Türkiye gazetesinin haberine göre; Okula başladığı halde okuma yazmayı bir türlü sökemeyen ve akranlarından geri kalan çocukların disleksi olarak adlandırılan öğrenme bozukluğu yaşayabilecekleri ve mutlaka tedavi edilmeleri gerektiği bildirildi. Çocukların %8-10’unda görülen bu öğrenme bozukluğunun son derece yaygın olduğunu belirten Yard. Doç. Dr. Neslim Güvendeğer Doksat, bu durumun zekâ geriliği ile karıştırılmaması gerektiğini söyleyerek, “İlkokula başlayan disleksili çocuklarda eğitim alabilecek zihinsel gelişim henüz tamamlanmadığı için okuyamazlar, yazamazlar ve matematiksel işlemleri kavramada zorluk çekerler. Ancak bu onların zekâ düzeylerinde bir problem olduğunu göstermez. Hatta zekâ düzeyi çok yüksek çocuklarda da görülmektedir. Bu sebeple dâhilerin hastalığı da denir” diye konuştu. Çocuğun sadece okul başarısını değil tüm hayat başarısını etkileyecek olan öğrenme bozukluğunun ancak ilkokul döneminde fark edilebildiğini, çoğu zaman da atlandığını söyleyen Yard. Doç. Dr. Doksat, “Ailelerin, belirtileri dikkatle takip etmeleri ve en erken dönemde çocuğu psikiyatri uzmanına götürmeleri gereklidir” dedi. Yard. Doç. Dr. Doksat, öğrenme güçlüğü yaşayan çocuklarda görülebilecek belirtileri şöyle sıraladı:
Yazılı kelimeleri öğrenme ve hatırlamada güçlük çekerler. Yön ve zaman kavramları zayıftır. Öğrendiklerini hemen unuturlar. o, e, c gibi harflerin arasındaki farkları dile getiremezler. Kelimeleri tersten okurlar. Sıralamada güçlük çekerler; alfabeyi öğrenme, mevsimleri ve ayları sıralamada zorlanırlar, doğum tarihlerini karıştırırlar. Okurken kelime atlarlar. Konuşmaya yaşıtlarından geç başlarlar ve konuşma becerileri zayıftır. Harfleri doğru algılayamadıkları için okuma sırasında şiddetli baş ağrısı ve mide bulantısı çekerler. Hecelerin seslerini karıştırır, sessiz harflerin yerini değiştirirler.

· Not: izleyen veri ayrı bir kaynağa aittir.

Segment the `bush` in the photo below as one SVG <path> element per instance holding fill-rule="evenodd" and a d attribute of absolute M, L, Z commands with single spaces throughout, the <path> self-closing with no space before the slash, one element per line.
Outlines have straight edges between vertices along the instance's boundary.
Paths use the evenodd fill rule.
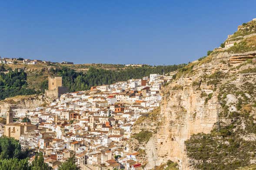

YARD.DOÇ. DR. NESLİM GÜVENDEĞER DOKSAT:
Çocuğun başarısını takdir edin
Öğrenme bozukluğu yaşayan çocukların anne babalarının, çocukların öğrenmesinin en yakın takipçisi olması gerektiğini söyleyen Yard. Doç. Dr. Neslim Güvendeğer Doksat, ebeveynlerin çocuklarına kızmak yerine daha anlayışlı davranmaları gerektiğini belirterek, “Çocuğunuz çok küçük bir şeyi başarsa bile, evde zafer havaları estirin. Çocuğunuzun eğitimi ile ilgili duyduğunuz endişeleri kendisine hissettirmeyin. Sevgi ve şefkat gören çocuklar, daha iyiyi başarmak için çabalayacaktır. Onunla yakından ilgilenin. Okumayı teşvik etmek için sizler de sık sık çocuklarınıza kitap okuyun. Okuduklarınız üzerinde tartışın. Yakın ilgi ve uzman desteği ile çocuğunuz yaşıtlarından ileri hale gelebilir” dedi.
SAYILARLA PROBLEM YAŞIYORLAR
Öğrenme bozukluğu yaşayan çocuklar, harfleri ya da sayıları tersten algılarlar. Örneğin b’yi d, E’yi 3, 6’yı 9, 73’ü ile 37 gibi görürler.